Reggae steht eigentlich für Karibik, Kiffen und kunterbunte Partys. Nicht nur: In Zürich und Neuenburg sollte ein Reggaesänger auftreten, der gegen Homosexuelle wettert. Die Betreiber des Zürcher Jugendkulturhauses gestehen Fehler ein - ein Szenekenner nimmt den Sänger in Schutz.

(Quelle: YouTube)

Das umstrittene Dancehall-Reggae-Konzert ist geplatzt: Der jamaikanische Sänger Mavedo konnte keine Bestätigung vorlegen, dass er den «Reggae-Compassionate-Act» gegen Homosexuellen-Feindlichkeit unterzeichnet hat. «Uns war die Homo- Problematik nicht bekannt, wir waren zu naiv», gibt Dani Hilfiker, Leiter des Dynamo, unumwunden zu. Im Gegensatz zu Hip-Hop und Metal-Gruppen seien Dancehall-Reggae-Bands bis anhin nicht auf kritische Songinhalte überprüft worden.
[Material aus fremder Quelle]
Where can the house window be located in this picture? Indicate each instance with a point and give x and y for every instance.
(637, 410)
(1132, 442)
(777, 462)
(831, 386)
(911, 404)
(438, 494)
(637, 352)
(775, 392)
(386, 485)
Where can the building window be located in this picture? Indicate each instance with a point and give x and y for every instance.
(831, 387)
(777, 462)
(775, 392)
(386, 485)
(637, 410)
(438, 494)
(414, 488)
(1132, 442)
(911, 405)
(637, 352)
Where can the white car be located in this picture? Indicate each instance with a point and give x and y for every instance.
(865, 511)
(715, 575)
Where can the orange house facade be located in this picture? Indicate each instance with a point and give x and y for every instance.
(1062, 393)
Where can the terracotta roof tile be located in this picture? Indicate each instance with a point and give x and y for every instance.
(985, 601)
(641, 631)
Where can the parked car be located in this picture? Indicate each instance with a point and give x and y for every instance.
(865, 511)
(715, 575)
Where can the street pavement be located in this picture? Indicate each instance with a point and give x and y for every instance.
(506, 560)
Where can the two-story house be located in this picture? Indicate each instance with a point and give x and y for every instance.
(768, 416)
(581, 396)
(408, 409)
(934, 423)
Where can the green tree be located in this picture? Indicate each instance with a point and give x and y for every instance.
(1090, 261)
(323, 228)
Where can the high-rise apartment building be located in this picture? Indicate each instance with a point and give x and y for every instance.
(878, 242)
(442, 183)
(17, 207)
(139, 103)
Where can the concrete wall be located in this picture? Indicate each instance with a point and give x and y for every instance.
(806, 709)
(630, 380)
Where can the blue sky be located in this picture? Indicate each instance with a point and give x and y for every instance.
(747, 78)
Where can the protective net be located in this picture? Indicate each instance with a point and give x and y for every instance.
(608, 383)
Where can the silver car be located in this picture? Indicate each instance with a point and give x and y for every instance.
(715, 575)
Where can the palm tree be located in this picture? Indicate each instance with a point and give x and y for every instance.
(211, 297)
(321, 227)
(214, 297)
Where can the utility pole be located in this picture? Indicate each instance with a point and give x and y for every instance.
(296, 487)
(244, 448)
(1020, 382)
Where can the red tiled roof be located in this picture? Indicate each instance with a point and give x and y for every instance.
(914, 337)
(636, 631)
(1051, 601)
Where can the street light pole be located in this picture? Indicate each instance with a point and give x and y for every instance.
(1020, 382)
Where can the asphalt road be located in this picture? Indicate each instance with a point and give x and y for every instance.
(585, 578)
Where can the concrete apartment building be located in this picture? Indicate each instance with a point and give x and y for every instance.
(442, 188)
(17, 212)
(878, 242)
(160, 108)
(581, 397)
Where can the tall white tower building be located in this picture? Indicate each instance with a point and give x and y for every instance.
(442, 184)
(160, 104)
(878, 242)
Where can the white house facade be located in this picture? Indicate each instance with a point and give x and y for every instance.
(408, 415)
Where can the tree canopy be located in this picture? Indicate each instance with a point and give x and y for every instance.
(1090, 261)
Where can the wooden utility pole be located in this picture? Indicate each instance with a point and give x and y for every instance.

«Absage grenzt an Rassismus»

Für den Szenekenner und MC Lukee Lava ist die Konzertabsage unsinnig: «Wenn ein deutscher Rapper ‚du Schwuchtel' singt, passiert ja auch nichts.» Zudem sei die teilweise homophobe Haltung der Jamaikaner historisch bedingt: In dem karibischen Staat ist Homosexualität gesetzlich verboten – Sex zwischen Männern wird mit bis zu zehn Jahren Haft bestraft. Dass das Konzert nun verboten werde, bringe gar nichts: «Das grenzt an Rassismus und bringt die Reggae-Fans tatsächlich gegen die Homosexuellen auf», befürchtet der MC.

Der Reggae-Musiker Mavado machte bereits mehrmals durch homofeindliche Texte auf sich aufmerksam: In einem Lied singt er etwa «Battyboy (Schwuler) must die, yeahyeahyeah, lesbian must die, yeahyeahyeah.» Der Jamaikaner sollte am 14. Mai, ausgerechnet wenige Tage vor der Europride 09, eines mehrtägigen, europäischen Schwulen- und Lesbenfestes, im Zürcher Jugendkulturhaus «Dynamo» auftreten.